Technicals Technicals are now the number one issue facing MBS investors. From the FDIC-seized portfolios, to the reorganizing of bank balance sheets, the outlook on supply (selling) is murky.

Securitized Products Outlook

Treasury bonds and MBS are now a major focus on banks’ balance sheets. A pause in bidding by banks for MBS is rational given how banks need to reorganize their portfolios. The FDIC has communicated that it will dispose of the $65 billion of MBS acquired from SVB and Signature. Spreads will widen if they liquidate quickly, but it is assumed they will stretch the process out. After that hurdle is crossed, a clearer view on MBS should appear.

Non-US-Dollar Currency

Dmitri Savin, Portfolio Manager, Portfolio and Risk Strategist, Emerging Markets Fixed Income

Fundamentals We have been surprised by the ECB’s willingness to be viewed as an inflation fighter and its desire to tighten monetary policy beyond market expectations.
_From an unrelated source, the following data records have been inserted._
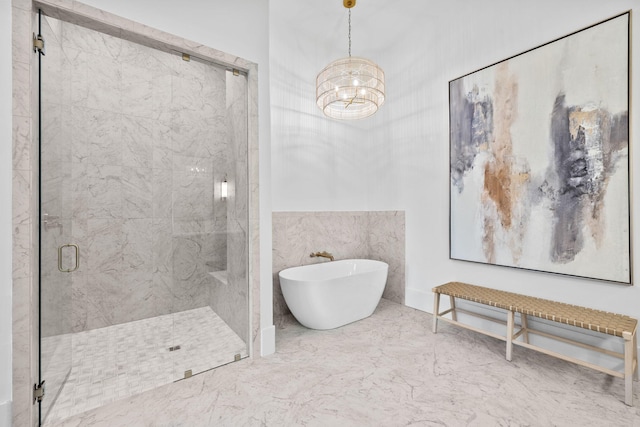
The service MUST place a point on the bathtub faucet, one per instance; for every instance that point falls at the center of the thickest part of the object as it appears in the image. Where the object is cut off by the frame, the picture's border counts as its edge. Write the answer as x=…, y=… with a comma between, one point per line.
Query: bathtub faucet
x=323, y=254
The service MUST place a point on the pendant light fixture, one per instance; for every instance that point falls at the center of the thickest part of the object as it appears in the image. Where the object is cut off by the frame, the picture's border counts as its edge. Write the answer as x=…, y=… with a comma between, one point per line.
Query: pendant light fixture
x=352, y=87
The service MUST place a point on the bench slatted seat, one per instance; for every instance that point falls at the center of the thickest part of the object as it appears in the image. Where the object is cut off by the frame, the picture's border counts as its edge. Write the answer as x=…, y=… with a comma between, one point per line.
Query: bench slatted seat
x=617, y=325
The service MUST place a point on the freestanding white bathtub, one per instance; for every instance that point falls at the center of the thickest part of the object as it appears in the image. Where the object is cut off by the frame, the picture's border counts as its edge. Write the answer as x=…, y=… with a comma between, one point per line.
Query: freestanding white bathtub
x=331, y=294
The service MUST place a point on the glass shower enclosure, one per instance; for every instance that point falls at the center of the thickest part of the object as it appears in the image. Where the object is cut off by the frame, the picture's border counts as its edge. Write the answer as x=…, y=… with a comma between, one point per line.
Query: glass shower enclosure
x=143, y=217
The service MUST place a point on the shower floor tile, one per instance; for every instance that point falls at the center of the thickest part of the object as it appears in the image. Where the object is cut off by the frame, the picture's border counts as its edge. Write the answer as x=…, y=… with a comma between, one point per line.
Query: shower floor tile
x=123, y=360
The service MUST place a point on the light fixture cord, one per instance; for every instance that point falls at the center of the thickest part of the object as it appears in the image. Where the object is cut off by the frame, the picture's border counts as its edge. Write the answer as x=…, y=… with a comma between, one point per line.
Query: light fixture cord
x=349, y=33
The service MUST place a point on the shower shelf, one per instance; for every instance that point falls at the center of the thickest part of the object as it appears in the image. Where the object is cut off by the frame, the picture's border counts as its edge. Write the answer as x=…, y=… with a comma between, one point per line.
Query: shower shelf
x=220, y=276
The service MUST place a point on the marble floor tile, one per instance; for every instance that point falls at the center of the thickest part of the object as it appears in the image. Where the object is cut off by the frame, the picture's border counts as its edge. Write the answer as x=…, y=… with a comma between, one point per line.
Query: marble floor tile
x=119, y=361
x=386, y=370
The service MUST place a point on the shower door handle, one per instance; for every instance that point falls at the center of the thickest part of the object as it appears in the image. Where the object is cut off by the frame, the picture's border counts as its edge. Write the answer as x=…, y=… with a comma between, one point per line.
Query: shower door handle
x=77, y=263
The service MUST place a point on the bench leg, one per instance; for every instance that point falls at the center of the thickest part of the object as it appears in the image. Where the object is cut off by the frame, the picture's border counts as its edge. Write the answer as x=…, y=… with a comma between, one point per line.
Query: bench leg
x=525, y=327
x=510, y=317
x=628, y=367
x=436, y=310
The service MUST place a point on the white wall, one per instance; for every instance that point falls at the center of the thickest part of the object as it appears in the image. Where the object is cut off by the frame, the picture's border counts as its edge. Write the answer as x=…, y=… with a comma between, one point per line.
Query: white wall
x=240, y=28
x=398, y=159
x=5, y=212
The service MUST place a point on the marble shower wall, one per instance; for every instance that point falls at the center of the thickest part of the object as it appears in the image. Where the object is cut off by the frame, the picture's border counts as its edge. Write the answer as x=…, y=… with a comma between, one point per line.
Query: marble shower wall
x=228, y=295
x=25, y=194
x=147, y=140
x=373, y=235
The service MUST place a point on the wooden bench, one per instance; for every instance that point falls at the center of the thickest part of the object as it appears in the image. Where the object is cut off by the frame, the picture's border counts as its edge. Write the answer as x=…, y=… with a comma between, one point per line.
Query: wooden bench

The ECB is likely to remain more aggressive than the Fed in tightening monetary policy in the first half and may be slower in reversing/easing, as the monetary policy lag in the eurozone tends to be longer than in the UK and the US. In Japan, new Bank of Japan (BOJ) governor Kazuo Ueda has signaled that yield curve control will continue, for now.

Valuations Rate differentials remain key for currencies. Since the epicenter of the recent financial instability was in the US, and the US dollar’s status as equity volatility hedge has been eroded, the euro may turn out to be the winner from the regional bank turmoil. We have moved our 12-month EUR/USD to 1.10 and maintain our 12-month forecast for USD/JPY at 132.5.

Technicals Concerns about the US economic outlook after several weaker data points last week resulted in a modest reduction in US dollar shorts. US dollar positioning is now net short 20% of the total foreign exchange options outstanding.

Non-US-Dollar Currency Outlook

We favor using short-term US dollar strength to reposition for a weaker dollar in the second half, as we expect US economic activity to fade relative to the rest of the world, and for the Fed to pause and then cut in early 2024.


About This Report

Fixed Income Asset Allocation Insights is a monthly publication that brings together the cross-sector fixed income views of PineBridge Investments. Our global team of investment professionals convenes in a live forum to evaluate, debate, and establish top-down guidance for the fixed income universe. Using our independent analysis and research, organized by our fundamentals, valuations, and technicals framework, we take the pulse of each segment of the global fixed income market.

Disclosure

Investing involves risk, including possible loss of principal. The information presented herein is for illustrative purposes only and should not be considered reflective of any particular security, strategy, or investment product. It represents a general assessment of the markets at a specific time and is not a guarantee of future performance results or market movement. This material does not constitute investment, financial, legal, tax, or other advice; investment research or a product of any research department; an offer to sell, or the solicitation of an offer to purchase any security or interest in a fund; or a recommendation for any investment product or strategy. PineBridge Investments is not soliciting or recommending any action based on information in this document. Any opinions, projections, or forward-looking statements expressed herein are solely those of the author, may differ from the views or opinions expressed by other areas of PineBridge Investments, and are only for general informational purposes as of the date indicated. Views may be based on third-party data that has not been independently verified. PineBridge Investments does not approve of or endorse any republication of this material. You are solely responsible for deciding whether any investment product or strategy is appropriate for you based upon your investment goals, financial situation and tolerance for risk.

Footnotes

1 Default rate based on the Bloomberg US High Yield Bond Index as of 30 April 2023.

2 OAS for the Bloomberg US High Yield Index as of 30 April 2023.